Categoria vai às ruas no dia 30 e intensifica mobilização em Brasília para pressionar o Senado pelo avanço da PEC 221/2019
A Confederação Nacional dos Metalúrgicos da CUT (CNM/CUT) convoca metalúrgicas e metalúrgicos de todo o país para uma jornada de mobilização pela redução da jornada de trabalho e pelo fim da escala 6x1, sem redução dos salários.
A mobilização começa neste domingo, 30 de agosto, com trabalhadoras e trabalhadores de diversas categorias nas ruas em defesa de uma reivindicação histórica da classe trabalhadora brasileira. A convocação busca ampliar a pressão popular em um momento decisivo para a pauta.
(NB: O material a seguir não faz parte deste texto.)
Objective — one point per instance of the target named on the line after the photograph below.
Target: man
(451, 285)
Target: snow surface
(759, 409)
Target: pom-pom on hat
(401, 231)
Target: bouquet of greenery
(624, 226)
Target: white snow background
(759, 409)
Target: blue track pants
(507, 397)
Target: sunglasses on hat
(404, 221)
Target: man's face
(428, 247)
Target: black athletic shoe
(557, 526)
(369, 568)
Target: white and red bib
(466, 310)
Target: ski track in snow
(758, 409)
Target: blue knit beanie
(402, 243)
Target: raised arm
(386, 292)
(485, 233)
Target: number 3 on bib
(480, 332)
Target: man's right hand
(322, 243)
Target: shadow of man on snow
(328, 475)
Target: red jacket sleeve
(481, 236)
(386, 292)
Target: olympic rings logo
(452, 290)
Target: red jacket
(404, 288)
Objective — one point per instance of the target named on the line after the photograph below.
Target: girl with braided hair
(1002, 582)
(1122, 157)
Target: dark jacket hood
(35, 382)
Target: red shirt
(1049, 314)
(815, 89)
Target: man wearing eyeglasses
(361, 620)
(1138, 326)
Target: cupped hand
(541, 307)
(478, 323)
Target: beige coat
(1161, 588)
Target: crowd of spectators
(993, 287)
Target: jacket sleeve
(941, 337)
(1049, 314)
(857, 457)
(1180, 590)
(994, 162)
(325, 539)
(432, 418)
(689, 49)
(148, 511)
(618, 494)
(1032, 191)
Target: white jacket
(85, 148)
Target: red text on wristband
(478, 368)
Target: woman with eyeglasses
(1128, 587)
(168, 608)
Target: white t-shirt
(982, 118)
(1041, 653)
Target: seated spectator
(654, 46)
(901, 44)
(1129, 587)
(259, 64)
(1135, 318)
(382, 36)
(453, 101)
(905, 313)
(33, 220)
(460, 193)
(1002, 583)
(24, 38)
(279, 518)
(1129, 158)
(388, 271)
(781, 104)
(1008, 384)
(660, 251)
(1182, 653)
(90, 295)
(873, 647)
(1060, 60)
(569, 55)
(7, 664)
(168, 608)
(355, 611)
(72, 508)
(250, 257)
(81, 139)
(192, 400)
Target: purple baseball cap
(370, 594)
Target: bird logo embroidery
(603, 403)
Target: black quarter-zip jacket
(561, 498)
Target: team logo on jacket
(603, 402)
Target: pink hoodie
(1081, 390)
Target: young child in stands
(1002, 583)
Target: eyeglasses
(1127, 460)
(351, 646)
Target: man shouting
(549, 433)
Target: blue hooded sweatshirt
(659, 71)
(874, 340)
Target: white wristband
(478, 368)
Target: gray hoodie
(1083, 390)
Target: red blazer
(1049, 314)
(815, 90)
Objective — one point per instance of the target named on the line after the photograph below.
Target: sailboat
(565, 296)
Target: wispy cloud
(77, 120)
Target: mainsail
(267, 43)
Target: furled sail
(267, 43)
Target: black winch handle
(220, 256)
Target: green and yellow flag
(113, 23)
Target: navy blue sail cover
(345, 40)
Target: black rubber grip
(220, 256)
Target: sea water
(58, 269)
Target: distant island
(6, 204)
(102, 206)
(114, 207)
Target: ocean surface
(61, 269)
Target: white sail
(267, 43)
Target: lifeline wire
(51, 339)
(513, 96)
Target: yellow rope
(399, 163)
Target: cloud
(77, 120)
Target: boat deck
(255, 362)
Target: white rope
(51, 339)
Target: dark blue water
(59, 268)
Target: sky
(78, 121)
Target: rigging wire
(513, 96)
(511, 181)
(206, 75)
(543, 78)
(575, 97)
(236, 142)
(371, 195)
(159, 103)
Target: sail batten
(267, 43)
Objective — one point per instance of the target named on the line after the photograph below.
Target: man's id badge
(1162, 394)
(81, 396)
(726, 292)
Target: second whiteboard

Entre 31 de agosto e 4 de setembro, a mobilização segue em Brasília (DF). A CNM/CUT vai intensificar a articulação política junto ao Senado Federal e à Comissão de Constituição, Justiça e Cidadania (CCJ) para cobrar avanços na tramitação da PEC 221/2019.
A proposta reduz de 44 para 40 horas a duração máxima da jornada semanal, estabelece dois dias de repouso remunerado e assegura a manutenção dos salários. A PEC chegou à CCJ do Senado em agosto e tem o senador Omar Aziz como relator.
Momento decisivo
Para o presidente da CNM/CUT, Loricardo de Oliveira, a mobilização precisa ganhar força nas ruas e no Congresso Nacional. “Vivemos um momento decisivo em nossa trajetória: a luta pela redução da jornada de trabalho e pelo fim da escala 6x1”, afirmou.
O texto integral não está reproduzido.